The results indicate a shift toward accelerating the uses of cloud computing and helping to align IT decision makers and implementers around common goals of efficiency, flexibility, and scalability. CA says that collaboration tools lead cloud deployments at 75 percent, with hosted email, antivirus/spam filters, and web conferencing noted as the most common applications being deployed in the cloud by large enterprises.
Infrastructure and development platforms in the cloud (Infrastructure- and Platform-as-a-Service) appear to be poised for growth with 58 percent of large organizations already using these services, and 43 percent considering them. Such use and consideration sets up infrastructure clouds as the next wave of cloud adoption.

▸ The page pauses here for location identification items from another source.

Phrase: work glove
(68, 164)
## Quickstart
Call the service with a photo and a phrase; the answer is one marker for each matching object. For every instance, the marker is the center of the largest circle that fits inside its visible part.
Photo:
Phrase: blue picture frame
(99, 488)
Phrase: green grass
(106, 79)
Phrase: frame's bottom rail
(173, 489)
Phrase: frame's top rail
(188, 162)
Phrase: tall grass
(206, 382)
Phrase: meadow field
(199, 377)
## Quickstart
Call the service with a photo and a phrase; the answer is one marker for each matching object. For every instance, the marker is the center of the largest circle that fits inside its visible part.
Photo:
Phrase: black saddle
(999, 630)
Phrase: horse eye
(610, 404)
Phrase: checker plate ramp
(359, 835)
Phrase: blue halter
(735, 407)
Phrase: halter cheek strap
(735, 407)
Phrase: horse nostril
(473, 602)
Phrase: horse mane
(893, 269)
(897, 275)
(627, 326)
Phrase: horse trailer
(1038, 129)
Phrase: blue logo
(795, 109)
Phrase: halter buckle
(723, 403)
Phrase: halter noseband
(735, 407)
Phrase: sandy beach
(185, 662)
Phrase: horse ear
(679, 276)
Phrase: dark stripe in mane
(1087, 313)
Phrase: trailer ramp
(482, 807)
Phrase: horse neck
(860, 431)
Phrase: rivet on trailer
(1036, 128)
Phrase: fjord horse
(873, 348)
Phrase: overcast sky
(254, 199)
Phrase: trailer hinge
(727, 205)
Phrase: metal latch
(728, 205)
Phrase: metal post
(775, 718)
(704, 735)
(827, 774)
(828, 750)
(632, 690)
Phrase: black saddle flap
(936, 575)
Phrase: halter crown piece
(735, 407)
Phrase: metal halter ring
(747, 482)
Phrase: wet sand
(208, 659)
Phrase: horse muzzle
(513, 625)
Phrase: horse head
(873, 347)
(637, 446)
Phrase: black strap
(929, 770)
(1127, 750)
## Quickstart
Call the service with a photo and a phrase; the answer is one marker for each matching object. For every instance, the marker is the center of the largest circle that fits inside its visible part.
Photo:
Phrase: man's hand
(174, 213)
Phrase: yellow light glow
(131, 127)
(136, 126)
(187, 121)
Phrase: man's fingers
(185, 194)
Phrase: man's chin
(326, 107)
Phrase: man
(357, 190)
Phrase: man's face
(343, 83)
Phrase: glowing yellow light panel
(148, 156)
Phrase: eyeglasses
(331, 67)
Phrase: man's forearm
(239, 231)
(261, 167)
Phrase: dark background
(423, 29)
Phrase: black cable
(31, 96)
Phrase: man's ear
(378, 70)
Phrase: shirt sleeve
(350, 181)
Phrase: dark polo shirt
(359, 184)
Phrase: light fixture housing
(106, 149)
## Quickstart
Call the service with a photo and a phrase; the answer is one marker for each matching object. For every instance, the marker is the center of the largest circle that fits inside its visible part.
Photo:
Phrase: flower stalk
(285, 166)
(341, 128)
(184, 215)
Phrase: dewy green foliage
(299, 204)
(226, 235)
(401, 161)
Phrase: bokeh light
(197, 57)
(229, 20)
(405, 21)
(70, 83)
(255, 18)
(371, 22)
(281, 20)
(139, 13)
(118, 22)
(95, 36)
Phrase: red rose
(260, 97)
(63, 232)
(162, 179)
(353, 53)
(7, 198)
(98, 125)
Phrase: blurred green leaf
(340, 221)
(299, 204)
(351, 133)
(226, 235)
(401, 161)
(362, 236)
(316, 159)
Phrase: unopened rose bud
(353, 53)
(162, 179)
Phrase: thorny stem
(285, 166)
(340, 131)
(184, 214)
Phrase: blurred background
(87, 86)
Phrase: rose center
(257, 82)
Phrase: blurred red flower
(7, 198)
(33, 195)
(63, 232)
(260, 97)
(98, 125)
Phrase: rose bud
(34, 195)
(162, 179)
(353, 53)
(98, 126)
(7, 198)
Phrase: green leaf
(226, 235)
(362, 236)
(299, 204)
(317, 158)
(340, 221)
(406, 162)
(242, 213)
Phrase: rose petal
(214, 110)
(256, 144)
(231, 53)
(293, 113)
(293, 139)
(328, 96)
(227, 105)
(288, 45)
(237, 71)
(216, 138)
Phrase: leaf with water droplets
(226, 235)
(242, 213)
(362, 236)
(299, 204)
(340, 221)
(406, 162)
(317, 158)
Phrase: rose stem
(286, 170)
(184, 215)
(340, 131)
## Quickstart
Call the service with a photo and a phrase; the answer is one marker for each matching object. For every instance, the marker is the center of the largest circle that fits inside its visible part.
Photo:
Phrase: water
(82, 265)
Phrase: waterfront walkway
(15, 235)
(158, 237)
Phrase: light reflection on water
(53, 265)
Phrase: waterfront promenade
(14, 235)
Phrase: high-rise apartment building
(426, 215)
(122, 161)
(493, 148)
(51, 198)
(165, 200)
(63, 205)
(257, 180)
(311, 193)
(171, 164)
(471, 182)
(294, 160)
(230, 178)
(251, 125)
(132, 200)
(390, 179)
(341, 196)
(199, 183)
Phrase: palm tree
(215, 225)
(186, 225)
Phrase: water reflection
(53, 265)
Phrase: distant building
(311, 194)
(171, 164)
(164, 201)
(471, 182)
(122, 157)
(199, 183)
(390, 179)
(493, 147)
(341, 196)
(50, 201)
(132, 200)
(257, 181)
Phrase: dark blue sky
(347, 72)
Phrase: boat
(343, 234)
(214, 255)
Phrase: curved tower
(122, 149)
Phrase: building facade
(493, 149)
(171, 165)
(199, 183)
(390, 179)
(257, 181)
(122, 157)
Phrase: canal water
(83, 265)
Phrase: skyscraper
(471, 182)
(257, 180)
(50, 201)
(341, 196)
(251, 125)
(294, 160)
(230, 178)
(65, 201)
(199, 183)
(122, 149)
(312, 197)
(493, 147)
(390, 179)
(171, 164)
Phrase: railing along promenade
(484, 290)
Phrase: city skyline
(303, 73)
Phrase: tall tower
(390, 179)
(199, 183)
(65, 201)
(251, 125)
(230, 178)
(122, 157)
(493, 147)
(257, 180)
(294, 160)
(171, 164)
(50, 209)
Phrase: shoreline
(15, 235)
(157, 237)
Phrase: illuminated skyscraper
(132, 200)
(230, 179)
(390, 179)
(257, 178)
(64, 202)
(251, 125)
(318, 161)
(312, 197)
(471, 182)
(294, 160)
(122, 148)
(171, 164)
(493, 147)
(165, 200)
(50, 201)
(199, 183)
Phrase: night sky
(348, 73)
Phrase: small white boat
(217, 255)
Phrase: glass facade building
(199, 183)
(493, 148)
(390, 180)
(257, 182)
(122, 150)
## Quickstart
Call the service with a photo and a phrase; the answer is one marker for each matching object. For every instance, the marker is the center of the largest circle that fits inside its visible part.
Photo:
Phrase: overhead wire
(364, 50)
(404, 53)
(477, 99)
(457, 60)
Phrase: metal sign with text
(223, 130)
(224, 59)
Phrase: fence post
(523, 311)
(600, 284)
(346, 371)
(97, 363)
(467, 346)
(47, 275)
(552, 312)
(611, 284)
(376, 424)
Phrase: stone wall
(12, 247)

"This study confirms that large enterprises are exploring the benefits of the cloud, and are looking to expand from basic services like collaboration to more complex Infrastructure and Platform cloud services," said Adam Famularo, general manager, Cloud Computing Business, CA Technologies. "It validates a trend we predicted, that IT executives are rapidly becoming orchestrators of an IT supply chain made up of internal and external services. With this shift comes a growing need for sophisticated management and security, allowing enterprises to change how they think about IT to reap the full rewards that cloud computing offers — agility, efficiency, and scalability."
The concept of the cloud is still an uncertainty for many companies. Looking again at the survey: Executives are primarily concerned about security (68 percent) and poor service quality (40 percent), while roughly half of all respondents consider risk of job loss and loss of control as top deterrents.